L’ambition du Gouvernement est de généraliser les systèmes d’information de santé dans un schéma cohérent.
Le déploiement des systèmes d’informations hospitaliers, les systèmes d’information des professionnels libéraux et le dossier médical personnel (DMP) s’inscrivent également dans cette démarche stratégique. Les pouvoirs publics ont vocation à impulser et à accompagner l’informatisation des processus de prise en charge dans les établissements de santé et préparer la généralisation des outils d’aides à la décision clinique. Il s’agit de mettre à la disposition des médecins, des paramédicaux et des professionnels du secteur médico-social, les outils modernes permettant d’optimiser les processus de soins et de décisions médicales et d’améliorer les chances et les conditions de vie des personnes fragiles. En ce qui concerne les patients, il s’agit, par voie télématique, de leur proposer une assistance d’information et d’orientation en ligne sur l’offre de soins permettant un choix éclairé de prise en charge médicale.
 »

Comme on le voit, la politique publique pour la santé électronique en reste au niveau des banalités.

Action n°132 : Mettre en place à l’horizon 2012 un service de dossier médical personnel.

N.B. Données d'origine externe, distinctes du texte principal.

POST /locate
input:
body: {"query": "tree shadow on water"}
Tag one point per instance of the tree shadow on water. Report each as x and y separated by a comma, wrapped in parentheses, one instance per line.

- Définir les formats interopérables des données et des métadonnées de santé.
- Mettre en place un cadre national de recueil et d’échange des données de santé assurant leur confidentialité, leur intégrité et leur authenticité, et leur conservation pérenne.
- Définir un référentiel d’interopérabilité dans le domaine de la santé adapté notamment aux contraintes d’identification des patients et des professionnels.
L’ambition du Gouvernement est de généraliser les systèmes d’information de santé dans un schéma cohérent.
Le déploiement des systèmes d’informations hospitaliers, les systèmes d’information des professionnels libéraux et le dossier médical personnel (DMP) s’inscrivent également dans cette démarche stratégique. Les pouvoirs publics ont vocation à impulser et à accompagner l’informatisation des processus de prise en charge dans les établissements de santé et préparer la généralisation des outils d’aides à la décision clinique. Il s’agit de mettre à la disposition des médecins, des paramédicaux et des professionnels du secteur médico-social, les outils modernes permettant d’optimiser les processus de soins et de décisions médicales et d’améliorer les chances et les conditions de vie des personnes fragiles. En ce qui concerne les patients, il s’agit, par voie télématique, de leur proposer une assistance d’information et d’orientation en ligne sur l’offre de soins permettant un choix éclairé de prise en charge médicale.
Le Gouvernement s’est donné comme objectif d’offrir un service de dossier médical personnel, à tous les citoyens et tous les professionnels de santé qui le souhaiteraient, pour 2012.
L’objectif est aussi de développer des applications et des services utilisant les données de santé pour faciliter le travail des professionnels et répondre aux besoins des patients. C’est le cas notamment des applications de télésanté développées pour les services de maintien des patients à domicile. Ces projets ne peuvent se développer qu’à trois conditions :
- ils doivent répondre à des besoins concrets ;
- ils doivent mériter la confiance des utilisateurs ;
- ils doivent être menés sur la base d’une convergence entre les attentes des patients et des personnels soignants et les offres industrielles, en vue de fournir des prestations de qualité à un coût acceptable par toutes les parties.
Le Gouvernement doit promouvoir le développement de la télésanté (télésurveillance, télédiagnostic, télé expertise..) dans un cadre pluriannuel.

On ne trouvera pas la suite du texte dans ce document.